Here are three assets he recommends keeping in your portfolio to ride out a coming crash — even if you’re just sprinkling some of your spare change on them.

Silver

Silver ore
Jens Otte / Shutterstock

Rogers has long been a fan of commodities, and silver is one of his favorites.

“The all-time high for silver is $50 an ounce; now it’s $23. Why can’t silver go back to its all-time high? That’s the way markets usually work,” he says.

Investors love silver because it can be a store of value and a hedge against rising interest rates and inflation.

At the same time, it’s widely used as an industrial metal. For instance, silver is a critical component in solar panels. So with increasing solar adoption, demand for the grey metal could get another boost.

Rising prices benefit miners, so some of the easiest ways to play a looming silver boom are through companies like Wheaton Precious Metals, Pan American Silver and Coeur Mining.

Copper

Copper wire
ShutterStock

Unlike silver, which is trading at less than half its all-time high, copper is hitting new heights.

But Rogers continues to like copper for a very simple reason: electric vehicles.

“An electric car uses several times as much copper as a combustion engineering car, so there’s going to be huge demand for some of these metals that we didn’t have before,” he explains.

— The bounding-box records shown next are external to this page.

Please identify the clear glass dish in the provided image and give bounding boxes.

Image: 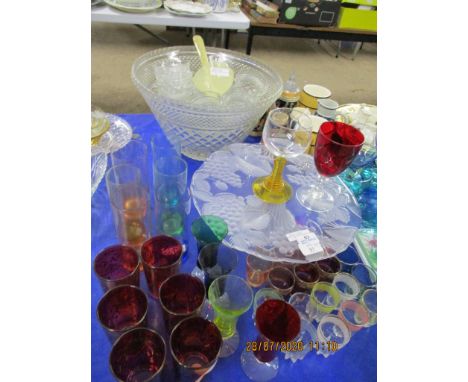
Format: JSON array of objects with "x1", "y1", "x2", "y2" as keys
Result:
[
  {"x1": 131, "y1": 46, "x2": 283, "y2": 160},
  {"x1": 191, "y1": 143, "x2": 361, "y2": 263}
]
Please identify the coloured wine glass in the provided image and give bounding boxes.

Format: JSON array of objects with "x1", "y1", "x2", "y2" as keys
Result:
[
  {"x1": 296, "y1": 122, "x2": 364, "y2": 212},
  {"x1": 241, "y1": 300, "x2": 301, "y2": 381},
  {"x1": 252, "y1": 108, "x2": 313, "y2": 204},
  {"x1": 208, "y1": 275, "x2": 253, "y2": 357}
]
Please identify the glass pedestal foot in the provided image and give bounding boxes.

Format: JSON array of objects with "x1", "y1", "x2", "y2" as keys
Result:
[
  {"x1": 252, "y1": 176, "x2": 292, "y2": 204},
  {"x1": 296, "y1": 185, "x2": 334, "y2": 212},
  {"x1": 241, "y1": 349, "x2": 279, "y2": 381},
  {"x1": 219, "y1": 332, "x2": 239, "y2": 358}
]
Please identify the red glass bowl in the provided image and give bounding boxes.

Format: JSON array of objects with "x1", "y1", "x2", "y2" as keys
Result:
[
  {"x1": 94, "y1": 245, "x2": 140, "y2": 290},
  {"x1": 109, "y1": 328, "x2": 166, "y2": 382},
  {"x1": 97, "y1": 285, "x2": 148, "y2": 333}
]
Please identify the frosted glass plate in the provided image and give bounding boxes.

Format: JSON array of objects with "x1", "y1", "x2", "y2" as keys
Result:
[
  {"x1": 164, "y1": 0, "x2": 213, "y2": 16},
  {"x1": 190, "y1": 143, "x2": 361, "y2": 263},
  {"x1": 104, "y1": 0, "x2": 162, "y2": 13},
  {"x1": 91, "y1": 113, "x2": 133, "y2": 155}
]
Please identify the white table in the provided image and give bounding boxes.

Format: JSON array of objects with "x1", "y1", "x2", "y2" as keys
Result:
[{"x1": 91, "y1": 5, "x2": 250, "y2": 45}]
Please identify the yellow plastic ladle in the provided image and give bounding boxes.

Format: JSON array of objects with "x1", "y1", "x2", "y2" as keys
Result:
[{"x1": 192, "y1": 35, "x2": 234, "y2": 97}]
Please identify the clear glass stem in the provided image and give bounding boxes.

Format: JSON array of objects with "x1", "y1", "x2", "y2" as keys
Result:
[
  {"x1": 214, "y1": 314, "x2": 237, "y2": 338},
  {"x1": 265, "y1": 157, "x2": 286, "y2": 191}
]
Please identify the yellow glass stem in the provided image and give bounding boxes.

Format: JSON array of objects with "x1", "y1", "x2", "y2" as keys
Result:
[
  {"x1": 252, "y1": 157, "x2": 292, "y2": 204},
  {"x1": 265, "y1": 157, "x2": 286, "y2": 191}
]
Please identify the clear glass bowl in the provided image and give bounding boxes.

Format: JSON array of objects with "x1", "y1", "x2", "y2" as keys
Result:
[{"x1": 131, "y1": 46, "x2": 282, "y2": 160}]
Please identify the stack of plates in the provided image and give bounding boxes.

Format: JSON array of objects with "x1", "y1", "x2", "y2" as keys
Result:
[
  {"x1": 164, "y1": 0, "x2": 213, "y2": 17},
  {"x1": 104, "y1": 0, "x2": 162, "y2": 13}
]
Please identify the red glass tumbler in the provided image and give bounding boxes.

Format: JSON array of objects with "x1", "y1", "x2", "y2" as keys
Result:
[
  {"x1": 141, "y1": 235, "x2": 182, "y2": 298},
  {"x1": 97, "y1": 285, "x2": 148, "y2": 342},
  {"x1": 109, "y1": 328, "x2": 166, "y2": 382},
  {"x1": 169, "y1": 317, "x2": 223, "y2": 381},
  {"x1": 94, "y1": 245, "x2": 140, "y2": 291},
  {"x1": 241, "y1": 300, "x2": 301, "y2": 381},
  {"x1": 159, "y1": 273, "x2": 205, "y2": 333}
]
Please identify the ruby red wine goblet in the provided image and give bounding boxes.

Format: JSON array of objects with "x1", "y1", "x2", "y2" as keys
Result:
[
  {"x1": 97, "y1": 285, "x2": 148, "y2": 342},
  {"x1": 109, "y1": 328, "x2": 166, "y2": 382},
  {"x1": 159, "y1": 273, "x2": 205, "y2": 333},
  {"x1": 296, "y1": 121, "x2": 364, "y2": 212},
  {"x1": 169, "y1": 317, "x2": 223, "y2": 381},
  {"x1": 241, "y1": 300, "x2": 301, "y2": 381},
  {"x1": 141, "y1": 235, "x2": 182, "y2": 298},
  {"x1": 94, "y1": 245, "x2": 140, "y2": 291}
]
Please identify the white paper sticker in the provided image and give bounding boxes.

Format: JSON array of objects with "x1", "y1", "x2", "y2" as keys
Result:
[
  {"x1": 286, "y1": 229, "x2": 323, "y2": 257},
  {"x1": 210, "y1": 66, "x2": 229, "y2": 77},
  {"x1": 286, "y1": 229, "x2": 310, "y2": 241}
]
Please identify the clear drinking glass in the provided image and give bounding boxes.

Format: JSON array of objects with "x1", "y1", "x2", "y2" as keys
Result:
[
  {"x1": 110, "y1": 139, "x2": 150, "y2": 190},
  {"x1": 310, "y1": 281, "x2": 341, "y2": 322},
  {"x1": 283, "y1": 316, "x2": 317, "y2": 363},
  {"x1": 252, "y1": 288, "x2": 284, "y2": 320},
  {"x1": 198, "y1": 243, "x2": 238, "y2": 292},
  {"x1": 169, "y1": 317, "x2": 223, "y2": 381},
  {"x1": 338, "y1": 300, "x2": 369, "y2": 334},
  {"x1": 109, "y1": 328, "x2": 166, "y2": 382},
  {"x1": 106, "y1": 164, "x2": 149, "y2": 250},
  {"x1": 268, "y1": 266, "x2": 294, "y2": 296},
  {"x1": 245, "y1": 255, "x2": 273, "y2": 288},
  {"x1": 293, "y1": 263, "x2": 320, "y2": 291},
  {"x1": 241, "y1": 300, "x2": 301, "y2": 381},
  {"x1": 208, "y1": 275, "x2": 253, "y2": 357},
  {"x1": 336, "y1": 245, "x2": 361, "y2": 273},
  {"x1": 252, "y1": 108, "x2": 313, "y2": 204},
  {"x1": 351, "y1": 264, "x2": 377, "y2": 289},
  {"x1": 94, "y1": 245, "x2": 140, "y2": 291},
  {"x1": 316, "y1": 314, "x2": 351, "y2": 358},
  {"x1": 288, "y1": 292, "x2": 316, "y2": 321},
  {"x1": 296, "y1": 121, "x2": 364, "y2": 212},
  {"x1": 97, "y1": 285, "x2": 148, "y2": 342},
  {"x1": 315, "y1": 257, "x2": 341, "y2": 282}
]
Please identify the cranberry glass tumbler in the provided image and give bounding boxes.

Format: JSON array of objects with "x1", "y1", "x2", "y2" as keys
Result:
[
  {"x1": 241, "y1": 300, "x2": 301, "y2": 381},
  {"x1": 141, "y1": 235, "x2": 182, "y2": 298}
]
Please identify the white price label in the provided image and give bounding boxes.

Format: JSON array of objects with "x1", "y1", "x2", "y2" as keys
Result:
[
  {"x1": 286, "y1": 229, "x2": 323, "y2": 257},
  {"x1": 286, "y1": 229, "x2": 310, "y2": 241},
  {"x1": 210, "y1": 66, "x2": 229, "y2": 77}
]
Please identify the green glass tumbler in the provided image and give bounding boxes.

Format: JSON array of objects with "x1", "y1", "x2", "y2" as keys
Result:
[
  {"x1": 208, "y1": 275, "x2": 253, "y2": 357},
  {"x1": 309, "y1": 281, "x2": 341, "y2": 322},
  {"x1": 192, "y1": 215, "x2": 228, "y2": 252}
]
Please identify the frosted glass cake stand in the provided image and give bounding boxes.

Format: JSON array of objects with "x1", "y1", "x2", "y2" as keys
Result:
[{"x1": 190, "y1": 143, "x2": 361, "y2": 263}]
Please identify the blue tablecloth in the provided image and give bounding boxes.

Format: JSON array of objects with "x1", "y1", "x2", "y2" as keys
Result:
[{"x1": 90, "y1": 114, "x2": 377, "y2": 382}]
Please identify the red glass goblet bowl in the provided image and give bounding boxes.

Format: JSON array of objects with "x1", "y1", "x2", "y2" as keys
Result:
[{"x1": 241, "y1": 300, "x2": 301, "y2": 381}]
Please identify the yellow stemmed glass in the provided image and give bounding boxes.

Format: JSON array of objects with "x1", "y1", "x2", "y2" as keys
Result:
[{"x1": 252, "y1": 108, "x2": 313, "y2": 204}]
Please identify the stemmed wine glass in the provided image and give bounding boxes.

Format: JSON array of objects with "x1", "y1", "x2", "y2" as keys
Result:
[
  {"x1": 241, "y1": 300, "x2": 300, "y2": 381},
  {"x1": 252, "y1": 108, "x2": 313, "y2": 204},
  {"x1": 296, "y1": 121, "x2": 364, "y2": 212}
]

“Yes, it’s at all-time highs now, but electric cars are just getting started.”

As is the case with silver, investors can use copper miners to get exposure to the metal. Companies like Rio Tinto, Freeport-McMoRan and Southern Copper are well-positioned to capitalize on the copper boom.

To be sure, many copper miners have already enjoyed substantial rallies in their share prices. The Global X Copper Miners ETF is up over 80% in the past 12 months.

If you’re on the fence about jumping in at a high price, you can build your own copper portfolio just by using digital pennies.

Agriculture

Wheat field against blue sky
thayra / Twenty20

Rogers loves agricultural commodities, like sugar or corn. But this time, he’s also stressing the importance of farmland itself.

“Unless we’re going to stop wearing clothes and eating food, agriculture is going to get better. If you really, really love it, go out there and get yourself a farm and you’ll get very, very, very rich,” he says.

Indeed, farmland could be a great hedge because it’s intrinsically valuable and has little correlation with the ups and downs of the stock market.

Over the years, agriculture has been shown to offer higher risk-adjusted returns than both stocks and real estate.

The best part? You don’t need to get your hands dirty to get a piece of the action.

New platforms allow you to invest in U.S. farmland by taking a stake in the farm of your choice. You’ll earn cash income from the leasing fees and crop sales. And of course, you’ll benefit from any long-term appreciation on top of that.

This article provides information only and should not be construed as advice. It is provided without warranty of any kind.